In the 2016/17 income year, ABC Co incurred tax losses of $150,000. In the 2017/18 income year, the company had a taxable income of $200,000. In preparing ABC Co’s 2017/18 income tax return, the company wishes to deduct part of the $150,000 of carrying forward losses against all of the taxable income.
In the 2017/18 income year, ABC Co also received franked dividends with $60,000 franking credits attached. The company income tax rate is 30%.
How would the franking offsets be treated?
Corporate tax entities are generally able to choose the amount of prior-year tax loss they wish to deduct in a later tax year (ITAA97, s. 36-17).
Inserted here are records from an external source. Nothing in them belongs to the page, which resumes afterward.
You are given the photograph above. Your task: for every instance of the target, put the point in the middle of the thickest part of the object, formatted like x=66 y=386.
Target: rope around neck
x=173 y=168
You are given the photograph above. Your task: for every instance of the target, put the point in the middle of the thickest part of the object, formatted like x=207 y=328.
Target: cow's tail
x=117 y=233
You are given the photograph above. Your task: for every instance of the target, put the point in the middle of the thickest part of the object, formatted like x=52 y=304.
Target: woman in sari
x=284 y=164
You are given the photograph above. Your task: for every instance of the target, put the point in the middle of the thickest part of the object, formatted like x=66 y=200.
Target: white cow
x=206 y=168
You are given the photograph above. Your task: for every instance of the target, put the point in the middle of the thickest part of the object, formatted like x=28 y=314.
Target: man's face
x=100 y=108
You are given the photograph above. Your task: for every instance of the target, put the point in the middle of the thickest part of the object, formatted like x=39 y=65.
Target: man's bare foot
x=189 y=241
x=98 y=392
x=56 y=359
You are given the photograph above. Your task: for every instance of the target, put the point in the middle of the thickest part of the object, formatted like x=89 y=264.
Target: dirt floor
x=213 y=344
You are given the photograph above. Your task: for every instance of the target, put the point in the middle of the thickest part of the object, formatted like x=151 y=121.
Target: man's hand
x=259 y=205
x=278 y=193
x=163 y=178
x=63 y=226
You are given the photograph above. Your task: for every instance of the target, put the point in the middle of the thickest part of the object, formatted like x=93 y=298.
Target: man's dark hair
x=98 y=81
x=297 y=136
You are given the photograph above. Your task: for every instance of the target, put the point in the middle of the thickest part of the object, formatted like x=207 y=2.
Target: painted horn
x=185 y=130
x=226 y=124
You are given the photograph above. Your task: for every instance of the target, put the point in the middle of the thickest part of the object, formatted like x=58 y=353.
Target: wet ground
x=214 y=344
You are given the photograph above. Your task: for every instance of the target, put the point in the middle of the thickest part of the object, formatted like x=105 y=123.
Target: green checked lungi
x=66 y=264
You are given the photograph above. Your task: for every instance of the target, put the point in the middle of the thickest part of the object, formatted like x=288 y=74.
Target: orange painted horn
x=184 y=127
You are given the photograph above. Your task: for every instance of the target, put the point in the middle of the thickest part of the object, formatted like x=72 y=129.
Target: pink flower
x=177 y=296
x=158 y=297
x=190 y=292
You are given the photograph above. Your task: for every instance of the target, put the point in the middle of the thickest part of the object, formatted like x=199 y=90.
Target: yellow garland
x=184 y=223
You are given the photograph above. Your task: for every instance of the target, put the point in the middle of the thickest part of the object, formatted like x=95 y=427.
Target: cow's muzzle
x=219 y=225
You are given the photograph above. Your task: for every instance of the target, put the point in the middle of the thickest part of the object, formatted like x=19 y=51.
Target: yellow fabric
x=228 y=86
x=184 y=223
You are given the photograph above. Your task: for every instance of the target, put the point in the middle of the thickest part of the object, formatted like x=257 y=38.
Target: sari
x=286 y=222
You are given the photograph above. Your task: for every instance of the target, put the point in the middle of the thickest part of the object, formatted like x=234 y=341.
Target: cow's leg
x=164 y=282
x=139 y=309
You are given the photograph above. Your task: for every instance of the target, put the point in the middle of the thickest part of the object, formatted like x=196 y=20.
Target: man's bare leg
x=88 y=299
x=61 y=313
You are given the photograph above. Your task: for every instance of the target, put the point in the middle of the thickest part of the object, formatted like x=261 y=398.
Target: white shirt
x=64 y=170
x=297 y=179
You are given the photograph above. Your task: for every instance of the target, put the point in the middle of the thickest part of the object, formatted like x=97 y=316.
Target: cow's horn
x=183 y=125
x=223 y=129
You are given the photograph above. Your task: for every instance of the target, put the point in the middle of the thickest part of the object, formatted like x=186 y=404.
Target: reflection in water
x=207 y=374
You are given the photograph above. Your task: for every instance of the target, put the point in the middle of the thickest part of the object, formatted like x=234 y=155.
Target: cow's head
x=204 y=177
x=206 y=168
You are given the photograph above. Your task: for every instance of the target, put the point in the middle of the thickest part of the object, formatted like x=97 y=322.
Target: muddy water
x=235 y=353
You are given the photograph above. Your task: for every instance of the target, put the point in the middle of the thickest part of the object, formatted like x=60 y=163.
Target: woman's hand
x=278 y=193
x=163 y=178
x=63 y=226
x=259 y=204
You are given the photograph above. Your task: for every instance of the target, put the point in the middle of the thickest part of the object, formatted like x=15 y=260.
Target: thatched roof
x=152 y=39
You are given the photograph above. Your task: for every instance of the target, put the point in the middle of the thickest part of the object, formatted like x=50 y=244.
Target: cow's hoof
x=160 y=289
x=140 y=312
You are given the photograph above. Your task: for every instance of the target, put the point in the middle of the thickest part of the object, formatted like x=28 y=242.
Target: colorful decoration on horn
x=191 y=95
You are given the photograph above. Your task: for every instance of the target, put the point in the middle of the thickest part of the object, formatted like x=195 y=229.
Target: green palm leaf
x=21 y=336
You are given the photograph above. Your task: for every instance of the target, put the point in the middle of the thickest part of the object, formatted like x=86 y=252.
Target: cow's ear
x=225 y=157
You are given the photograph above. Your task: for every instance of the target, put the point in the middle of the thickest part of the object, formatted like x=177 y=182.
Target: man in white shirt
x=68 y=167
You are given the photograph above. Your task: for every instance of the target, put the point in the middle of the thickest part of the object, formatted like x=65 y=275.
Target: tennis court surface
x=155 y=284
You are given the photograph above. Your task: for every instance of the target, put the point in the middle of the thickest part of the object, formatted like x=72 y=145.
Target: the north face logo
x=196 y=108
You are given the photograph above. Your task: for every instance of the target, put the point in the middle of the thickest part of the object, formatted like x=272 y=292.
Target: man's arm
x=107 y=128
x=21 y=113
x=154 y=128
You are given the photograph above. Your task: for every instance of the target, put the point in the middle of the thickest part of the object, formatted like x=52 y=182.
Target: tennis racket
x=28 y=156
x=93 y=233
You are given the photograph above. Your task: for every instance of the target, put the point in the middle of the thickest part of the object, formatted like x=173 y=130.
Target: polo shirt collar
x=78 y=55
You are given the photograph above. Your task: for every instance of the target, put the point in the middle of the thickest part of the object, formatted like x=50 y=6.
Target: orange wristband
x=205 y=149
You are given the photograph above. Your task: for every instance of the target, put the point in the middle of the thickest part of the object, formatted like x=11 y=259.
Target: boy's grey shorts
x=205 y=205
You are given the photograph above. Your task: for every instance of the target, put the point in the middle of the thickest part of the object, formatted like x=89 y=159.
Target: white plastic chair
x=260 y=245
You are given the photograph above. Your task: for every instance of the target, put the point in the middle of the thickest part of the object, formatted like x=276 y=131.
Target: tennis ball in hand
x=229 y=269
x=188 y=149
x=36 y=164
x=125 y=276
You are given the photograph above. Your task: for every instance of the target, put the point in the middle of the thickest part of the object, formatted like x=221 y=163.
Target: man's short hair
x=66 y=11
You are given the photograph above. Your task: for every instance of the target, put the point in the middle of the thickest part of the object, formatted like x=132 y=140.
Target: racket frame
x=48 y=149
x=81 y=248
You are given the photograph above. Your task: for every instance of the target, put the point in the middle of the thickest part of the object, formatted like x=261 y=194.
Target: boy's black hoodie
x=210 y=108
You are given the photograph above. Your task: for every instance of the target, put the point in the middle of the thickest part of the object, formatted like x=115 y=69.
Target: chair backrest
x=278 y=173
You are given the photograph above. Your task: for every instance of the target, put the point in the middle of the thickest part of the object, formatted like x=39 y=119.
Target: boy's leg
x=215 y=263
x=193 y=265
Rules restricting the extent to which prior year losses can be deducted apply in certain circumstances:
• An entity cannot choose to deduct any prior year losses where there is an amount of excess franking offsets (i.e. unused franking credits) (s. 36-17(5)(a)).
• An entity cannot deduct a loss that will result in an excess franking offset (s. 36-17(5)(b)).
These restrictions are designed to prevent companies from refreshing prior-year tax losses into current year tax losses, thereby making tests such as the COT easier to satisfy.
In this case, the gross company income tax payable = $200,000 * 30% = $60,000. If ABC Co applies the 2017 loss to reduce its 2018 taxable income, it would result in excess franking offsets. The company could not deduct any prior year losses.